The US Missile Defense Agency (MDA) has outlined plans to develop and demonstrate a sea-based Glide Phase Interceptor (GPI) designed to provide defence against hypersonic boost-glide threats in the glide phase of flight.
A broad agency announcement (BAA) released by the agency’s Sea-Based Weapon Systems Program Executive Office on 12 April has outlined a requirement for GPI prototype concepts leveraging a kinetic energy kill mechanism and integrated with the US Navy’s Aegis Weapon System and Mk 41 vertical launch system (VLS). MDA plans that the prototype effort will culminate in a flight test demonstration from the Pacific Missile Test Range on Kauai, Hawaii.
Hypersonic glide vehicles are able to travel at speeds of at Mach 5 or above and, more importantly, they have the ability to manoeuvre and change course after they are released from their rocket boosters. These characteristics make it more difficult to predict the intended target, and to direct missile defensive interceptors toward the threat glide vehicle.
The MDA in February this year scrubbed plans to pursue development of a Regional Glide Phase Weapon System (RGPWS) counter-hypersonic programme, electing instead to take forward plans to deploy a new sea-based GPI by the end of this decade. However, it is intended that information from the RGPWS programme will feed into GPI to accelerate its development.
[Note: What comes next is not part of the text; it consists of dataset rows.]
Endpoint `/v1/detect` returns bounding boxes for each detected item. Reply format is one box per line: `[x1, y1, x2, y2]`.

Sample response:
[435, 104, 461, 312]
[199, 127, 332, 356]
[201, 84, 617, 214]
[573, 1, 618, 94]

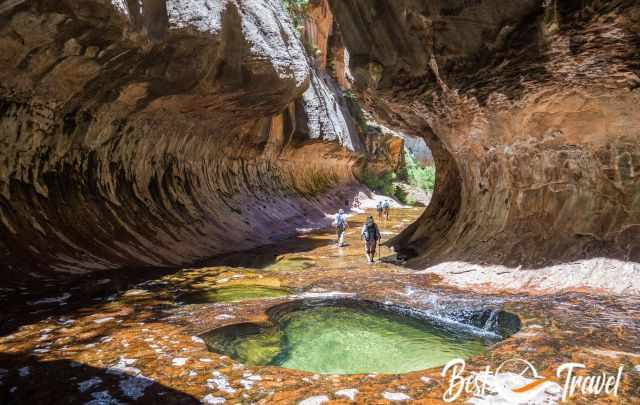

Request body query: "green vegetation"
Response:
[282, 0, 309, 32]
[360, 167, 397, 195]
[404, 151, 436, 193]
[360, 166, 404, 204]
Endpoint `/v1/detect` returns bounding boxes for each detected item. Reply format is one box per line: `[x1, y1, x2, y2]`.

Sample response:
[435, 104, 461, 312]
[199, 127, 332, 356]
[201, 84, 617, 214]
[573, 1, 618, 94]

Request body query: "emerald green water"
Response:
[204, 306, 486, 374]
[181, 285, 290, 304]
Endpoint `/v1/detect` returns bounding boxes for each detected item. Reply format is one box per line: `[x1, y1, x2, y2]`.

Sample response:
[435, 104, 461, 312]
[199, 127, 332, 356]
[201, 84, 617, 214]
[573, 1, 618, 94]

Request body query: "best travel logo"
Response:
[442, 359, 624, 404]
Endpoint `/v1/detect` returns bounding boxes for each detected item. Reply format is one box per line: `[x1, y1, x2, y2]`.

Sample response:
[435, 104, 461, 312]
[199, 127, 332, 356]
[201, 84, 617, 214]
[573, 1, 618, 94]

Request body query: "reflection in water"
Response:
[204, 306, 492, 374]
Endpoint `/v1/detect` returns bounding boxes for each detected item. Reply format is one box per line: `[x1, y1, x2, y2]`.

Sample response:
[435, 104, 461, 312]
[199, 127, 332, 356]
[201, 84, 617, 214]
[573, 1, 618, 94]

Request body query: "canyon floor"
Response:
[0, 208, 640, 405]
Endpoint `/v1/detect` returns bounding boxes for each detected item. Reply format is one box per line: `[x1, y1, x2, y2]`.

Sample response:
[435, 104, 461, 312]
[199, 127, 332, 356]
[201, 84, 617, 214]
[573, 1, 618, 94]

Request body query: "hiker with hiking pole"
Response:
[360, 216, 382, 264]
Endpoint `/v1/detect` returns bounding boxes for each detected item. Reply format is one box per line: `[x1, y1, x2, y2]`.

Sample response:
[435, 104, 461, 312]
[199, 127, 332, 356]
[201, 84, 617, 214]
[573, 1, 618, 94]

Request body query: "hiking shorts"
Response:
[364, 239, 378, 255]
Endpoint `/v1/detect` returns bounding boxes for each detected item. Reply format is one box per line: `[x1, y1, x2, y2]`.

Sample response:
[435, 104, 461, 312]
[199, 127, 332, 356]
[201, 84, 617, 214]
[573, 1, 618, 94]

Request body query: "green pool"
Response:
[203, 305, 492, 374]
[180, 284, 291, 304]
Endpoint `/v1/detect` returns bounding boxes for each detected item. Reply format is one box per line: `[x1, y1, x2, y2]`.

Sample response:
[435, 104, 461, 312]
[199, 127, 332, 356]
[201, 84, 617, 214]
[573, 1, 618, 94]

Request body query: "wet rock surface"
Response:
[331, 0, 640, 272]
[0, 0, 359, 276]
[0, 209, 640, 404]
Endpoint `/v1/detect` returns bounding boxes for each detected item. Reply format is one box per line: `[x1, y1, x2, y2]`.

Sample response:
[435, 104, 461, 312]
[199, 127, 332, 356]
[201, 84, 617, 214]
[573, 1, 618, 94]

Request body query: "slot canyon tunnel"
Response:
[0, 0, 640, 405]
[0, 0, 640, 279]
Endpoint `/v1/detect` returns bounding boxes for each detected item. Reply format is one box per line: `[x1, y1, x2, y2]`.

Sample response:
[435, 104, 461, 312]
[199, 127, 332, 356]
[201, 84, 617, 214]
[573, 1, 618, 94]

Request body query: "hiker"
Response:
[335, 208, 348, 247]
[376, 201, 384, 221]
[360, 216, 382, 264]
[353, 196, 360, 209]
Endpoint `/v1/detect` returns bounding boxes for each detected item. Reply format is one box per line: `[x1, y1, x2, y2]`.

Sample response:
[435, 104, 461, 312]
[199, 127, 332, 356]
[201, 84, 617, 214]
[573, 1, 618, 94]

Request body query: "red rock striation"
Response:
[331, 0, 640, 266]
[0, 0, 357, 274]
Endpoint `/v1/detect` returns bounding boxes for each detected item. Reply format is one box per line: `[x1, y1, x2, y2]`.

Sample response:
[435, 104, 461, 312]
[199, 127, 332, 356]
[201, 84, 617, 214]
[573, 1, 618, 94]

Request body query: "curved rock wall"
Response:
[0, 0, 357, 274]
[331, 0, 640, 266]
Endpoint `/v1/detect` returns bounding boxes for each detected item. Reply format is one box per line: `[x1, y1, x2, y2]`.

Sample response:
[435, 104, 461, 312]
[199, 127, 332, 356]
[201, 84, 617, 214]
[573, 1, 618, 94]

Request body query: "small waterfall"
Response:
[482, 309, 500, 332]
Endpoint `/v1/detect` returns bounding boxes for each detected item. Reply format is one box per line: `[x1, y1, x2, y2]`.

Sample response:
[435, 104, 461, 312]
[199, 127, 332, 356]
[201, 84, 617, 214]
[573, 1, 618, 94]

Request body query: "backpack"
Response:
[364, 224, 378, 242]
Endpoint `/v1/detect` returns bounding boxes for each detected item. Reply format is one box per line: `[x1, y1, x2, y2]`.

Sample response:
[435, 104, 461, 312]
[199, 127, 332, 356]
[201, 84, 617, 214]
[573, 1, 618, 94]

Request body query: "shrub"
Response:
[405, 152, 436, 193]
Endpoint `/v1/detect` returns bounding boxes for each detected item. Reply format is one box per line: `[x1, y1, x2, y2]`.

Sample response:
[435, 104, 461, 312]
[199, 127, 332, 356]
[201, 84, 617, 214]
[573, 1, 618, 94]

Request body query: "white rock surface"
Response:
[382, 391, 411, 402]
[335, 388, 358, 401]
[298, 395, 329, 405]
[418, 258, 640, 295]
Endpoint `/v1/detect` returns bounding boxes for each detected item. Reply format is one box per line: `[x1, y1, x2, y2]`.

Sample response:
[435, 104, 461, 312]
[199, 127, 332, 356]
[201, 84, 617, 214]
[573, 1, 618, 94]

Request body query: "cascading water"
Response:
[203, 299, 517, 374]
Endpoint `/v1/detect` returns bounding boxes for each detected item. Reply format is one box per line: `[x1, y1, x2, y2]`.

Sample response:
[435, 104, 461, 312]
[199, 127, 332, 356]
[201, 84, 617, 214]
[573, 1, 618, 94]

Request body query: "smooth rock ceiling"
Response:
[0, 0, 640, 272]
[331, 0, 640, 267]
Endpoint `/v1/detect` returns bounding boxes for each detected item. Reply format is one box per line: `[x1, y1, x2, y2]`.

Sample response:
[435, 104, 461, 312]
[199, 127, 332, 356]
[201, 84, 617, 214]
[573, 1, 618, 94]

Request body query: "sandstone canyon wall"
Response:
[0, 0, 362, 281]
[331, 0, 640, 267]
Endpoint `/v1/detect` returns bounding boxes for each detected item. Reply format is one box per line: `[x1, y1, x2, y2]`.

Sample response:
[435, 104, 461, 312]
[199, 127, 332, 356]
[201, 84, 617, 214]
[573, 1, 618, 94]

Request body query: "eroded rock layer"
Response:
[331, 0, 640, 266]
[0, 0, 357, 274]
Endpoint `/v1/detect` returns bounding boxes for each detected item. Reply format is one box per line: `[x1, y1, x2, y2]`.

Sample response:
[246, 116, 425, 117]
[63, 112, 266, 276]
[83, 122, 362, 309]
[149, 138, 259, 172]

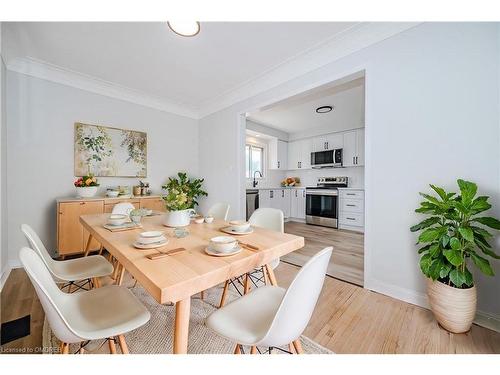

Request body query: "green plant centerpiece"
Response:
[410, 179, 500, 333]
[162, 172, 208, 227]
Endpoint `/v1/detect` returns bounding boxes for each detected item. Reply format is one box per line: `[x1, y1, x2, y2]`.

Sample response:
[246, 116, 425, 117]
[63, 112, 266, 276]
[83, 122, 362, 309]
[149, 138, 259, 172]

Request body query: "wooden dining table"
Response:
[80, 214, 304, 354]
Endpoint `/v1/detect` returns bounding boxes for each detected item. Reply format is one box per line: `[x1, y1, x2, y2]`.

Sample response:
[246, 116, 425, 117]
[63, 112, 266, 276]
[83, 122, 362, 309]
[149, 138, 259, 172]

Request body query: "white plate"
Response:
[221, 226, 253, 235]
[133, 240, 168, 249]
[139, 230, 163, 238]
[205, 245, 241, 257]
[135, 236, 167, 245]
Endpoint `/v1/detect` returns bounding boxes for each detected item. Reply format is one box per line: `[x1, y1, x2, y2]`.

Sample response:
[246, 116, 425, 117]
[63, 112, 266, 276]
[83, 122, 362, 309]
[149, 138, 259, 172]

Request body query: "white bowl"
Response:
[229, 220, 250, 232]
[136, 235, 167, 245]
[209, 236, 237, 253]
[108, 214, 128, 225]
[139, 230, 163, 238]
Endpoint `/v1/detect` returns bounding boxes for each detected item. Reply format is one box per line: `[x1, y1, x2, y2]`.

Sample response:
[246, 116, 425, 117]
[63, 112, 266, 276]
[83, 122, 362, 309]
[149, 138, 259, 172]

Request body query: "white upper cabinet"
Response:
[269, 138, 288, 169]
[312, 133, 344, 152]
[288, 138, 312, 170]
[342, 129, 365, 167]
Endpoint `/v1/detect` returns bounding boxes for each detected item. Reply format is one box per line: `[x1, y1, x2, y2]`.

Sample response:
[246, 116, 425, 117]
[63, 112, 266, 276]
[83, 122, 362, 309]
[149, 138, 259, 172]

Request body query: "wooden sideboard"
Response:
[57, 195, 165, 256]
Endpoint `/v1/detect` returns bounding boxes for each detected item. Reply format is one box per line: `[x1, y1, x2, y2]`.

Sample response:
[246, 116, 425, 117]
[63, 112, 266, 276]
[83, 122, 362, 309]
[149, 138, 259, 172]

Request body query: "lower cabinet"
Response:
[339, 189, 365, 232]
[57, 196, 165, 256]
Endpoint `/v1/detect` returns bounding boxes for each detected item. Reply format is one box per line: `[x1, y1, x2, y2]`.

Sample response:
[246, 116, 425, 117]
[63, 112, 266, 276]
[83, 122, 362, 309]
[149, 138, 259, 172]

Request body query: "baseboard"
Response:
[365, 279, 500, 332]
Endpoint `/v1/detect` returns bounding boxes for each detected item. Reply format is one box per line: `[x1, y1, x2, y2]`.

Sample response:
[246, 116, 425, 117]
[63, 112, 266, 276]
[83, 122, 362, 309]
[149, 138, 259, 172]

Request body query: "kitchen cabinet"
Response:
[312, 133, 344, 152]
[339, 189, 365, 232]
[269, 138, 288, 169]
[290, 189, 306, 219]
[288, 138, 312, 170]
[342, 129, 365, 167]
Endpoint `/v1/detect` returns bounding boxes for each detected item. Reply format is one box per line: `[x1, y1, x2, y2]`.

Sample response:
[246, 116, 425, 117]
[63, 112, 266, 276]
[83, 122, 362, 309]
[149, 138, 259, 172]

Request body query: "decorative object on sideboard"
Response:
[73, 174, 99, 198]
[162, 172, 208, 227]
[74, 123, 147, 177]
[281, 177, 300, 187]
[410, 180, 500, 333]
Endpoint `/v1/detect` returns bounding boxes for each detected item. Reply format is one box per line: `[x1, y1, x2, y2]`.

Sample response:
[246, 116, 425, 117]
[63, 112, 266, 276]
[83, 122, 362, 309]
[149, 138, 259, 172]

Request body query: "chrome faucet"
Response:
[252, 171, 262, 187]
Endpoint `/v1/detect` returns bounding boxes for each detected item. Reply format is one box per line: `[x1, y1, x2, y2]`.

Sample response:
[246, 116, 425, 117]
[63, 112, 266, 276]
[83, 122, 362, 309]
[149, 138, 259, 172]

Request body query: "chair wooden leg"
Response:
[219, 280, 229, 309]
[108, 337, 116, 354]
[265, 264, 278, 286]
[118, 335, 129, 354]
[243, 273, 250, 294]
[61, 342, 69, 354]
[262, 266, 269, 285]
[116, 266, 125, 285]
[293, 339, 304, 354]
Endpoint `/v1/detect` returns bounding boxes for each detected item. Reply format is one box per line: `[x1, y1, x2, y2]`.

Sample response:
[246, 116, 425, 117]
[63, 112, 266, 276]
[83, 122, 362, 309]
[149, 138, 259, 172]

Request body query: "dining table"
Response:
[80, 214, 304, 354]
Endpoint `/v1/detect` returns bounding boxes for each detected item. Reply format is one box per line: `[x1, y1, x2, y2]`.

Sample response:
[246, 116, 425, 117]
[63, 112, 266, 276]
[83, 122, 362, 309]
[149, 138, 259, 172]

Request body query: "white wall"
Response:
[199, 23, 500, 320]
[7, 71, 198, 259]
[0, 22, 8, 290]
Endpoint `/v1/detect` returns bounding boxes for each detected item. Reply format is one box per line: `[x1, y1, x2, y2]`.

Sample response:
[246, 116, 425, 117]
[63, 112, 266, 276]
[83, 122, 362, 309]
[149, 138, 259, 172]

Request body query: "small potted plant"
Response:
[162, 172, 207, 227]
[74, 174, 99, 198]
[410, 180, 500, 333]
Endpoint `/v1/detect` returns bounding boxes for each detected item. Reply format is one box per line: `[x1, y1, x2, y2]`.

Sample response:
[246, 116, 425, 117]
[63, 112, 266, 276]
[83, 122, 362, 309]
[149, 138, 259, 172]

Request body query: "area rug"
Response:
[42, 286, 332, 354]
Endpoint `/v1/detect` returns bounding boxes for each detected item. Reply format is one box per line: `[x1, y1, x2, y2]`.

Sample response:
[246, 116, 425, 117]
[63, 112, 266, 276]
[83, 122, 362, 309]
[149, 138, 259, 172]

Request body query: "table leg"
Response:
[265, 264, 278, 286]
[84, 234, 92, 257]
[174, 298, 191, 354]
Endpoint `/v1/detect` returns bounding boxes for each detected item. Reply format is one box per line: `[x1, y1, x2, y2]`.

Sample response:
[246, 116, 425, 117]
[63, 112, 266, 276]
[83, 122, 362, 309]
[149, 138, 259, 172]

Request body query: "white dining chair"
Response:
[206, 247, 333, 354]
[19, 247, 151, 354]
[21, 224, 113, 292]
[111, 202, 135, 216]
[208, 202, 231, 221]
[219, 208, 285, 307]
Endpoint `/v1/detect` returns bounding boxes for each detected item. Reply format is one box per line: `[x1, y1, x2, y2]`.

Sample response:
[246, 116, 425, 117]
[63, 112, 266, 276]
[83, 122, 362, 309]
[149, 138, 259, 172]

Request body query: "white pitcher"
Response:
[163, 208, 195, 227]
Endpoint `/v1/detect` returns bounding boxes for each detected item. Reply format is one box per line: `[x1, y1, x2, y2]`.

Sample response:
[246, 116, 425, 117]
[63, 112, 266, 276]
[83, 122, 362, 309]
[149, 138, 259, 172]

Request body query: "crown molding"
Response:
[199, 22, 420, 118]
[6, 57, 198, 119]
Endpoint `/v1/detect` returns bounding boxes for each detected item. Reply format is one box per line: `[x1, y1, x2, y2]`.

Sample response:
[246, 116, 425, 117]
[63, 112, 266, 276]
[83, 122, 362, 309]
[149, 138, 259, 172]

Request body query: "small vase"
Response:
[76, 186, 98, 198]
[427, 279, 477, 333]
[163, 209, 194, 227]
[130, 215, 142, 225]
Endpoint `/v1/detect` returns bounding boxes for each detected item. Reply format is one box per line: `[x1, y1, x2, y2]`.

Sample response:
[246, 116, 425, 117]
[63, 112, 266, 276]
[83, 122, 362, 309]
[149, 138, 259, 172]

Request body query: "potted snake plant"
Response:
[410, 180, 500, 333]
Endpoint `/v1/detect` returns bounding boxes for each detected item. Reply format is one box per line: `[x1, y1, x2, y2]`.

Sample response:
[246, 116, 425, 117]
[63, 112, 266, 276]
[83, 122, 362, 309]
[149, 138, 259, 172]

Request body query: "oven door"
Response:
[306, 189, 338, 228]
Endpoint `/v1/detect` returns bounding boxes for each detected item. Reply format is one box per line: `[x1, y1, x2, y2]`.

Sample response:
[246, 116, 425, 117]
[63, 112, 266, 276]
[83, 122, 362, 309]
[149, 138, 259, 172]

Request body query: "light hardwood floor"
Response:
[0, 262, 500, 353]
[282, 221, 364, 286]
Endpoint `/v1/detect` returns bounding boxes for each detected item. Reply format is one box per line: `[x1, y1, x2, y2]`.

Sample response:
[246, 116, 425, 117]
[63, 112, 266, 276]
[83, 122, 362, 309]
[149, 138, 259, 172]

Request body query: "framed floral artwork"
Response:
[75, 122, 148, 177]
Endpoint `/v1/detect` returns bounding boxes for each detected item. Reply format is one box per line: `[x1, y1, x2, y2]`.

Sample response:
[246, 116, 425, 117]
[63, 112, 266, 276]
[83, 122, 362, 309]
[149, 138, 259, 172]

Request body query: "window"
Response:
[245, 144, 264, 178]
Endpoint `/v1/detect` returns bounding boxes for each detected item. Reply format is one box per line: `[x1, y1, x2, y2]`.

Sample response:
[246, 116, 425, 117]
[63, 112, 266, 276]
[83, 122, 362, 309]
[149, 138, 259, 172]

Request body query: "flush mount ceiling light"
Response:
[167, 21, 200, 36]
[316, 105, 333, 113]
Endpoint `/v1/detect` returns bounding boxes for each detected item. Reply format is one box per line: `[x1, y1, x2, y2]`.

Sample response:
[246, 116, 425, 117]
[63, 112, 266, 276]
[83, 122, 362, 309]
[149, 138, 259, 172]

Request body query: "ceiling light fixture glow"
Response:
[316, 105, 333, 113]
[167, 21, 200, 37]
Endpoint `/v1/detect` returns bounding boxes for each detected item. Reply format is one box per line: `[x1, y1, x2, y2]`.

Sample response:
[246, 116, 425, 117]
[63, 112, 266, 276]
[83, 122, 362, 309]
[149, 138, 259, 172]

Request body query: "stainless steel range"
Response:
[306, 177, 348, 228]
In its recently released BAA for GPI, the MDA has asked interested parties to submit white papers by 12 May for “innovative concepts that provide affordable, reliable, high capacity, robust capability defending against regional hypersonic threats during the glide phase of flight and other advanced threats”. Multiple initial contract awards are anticipated in ‘summer 2021’ according to the agency.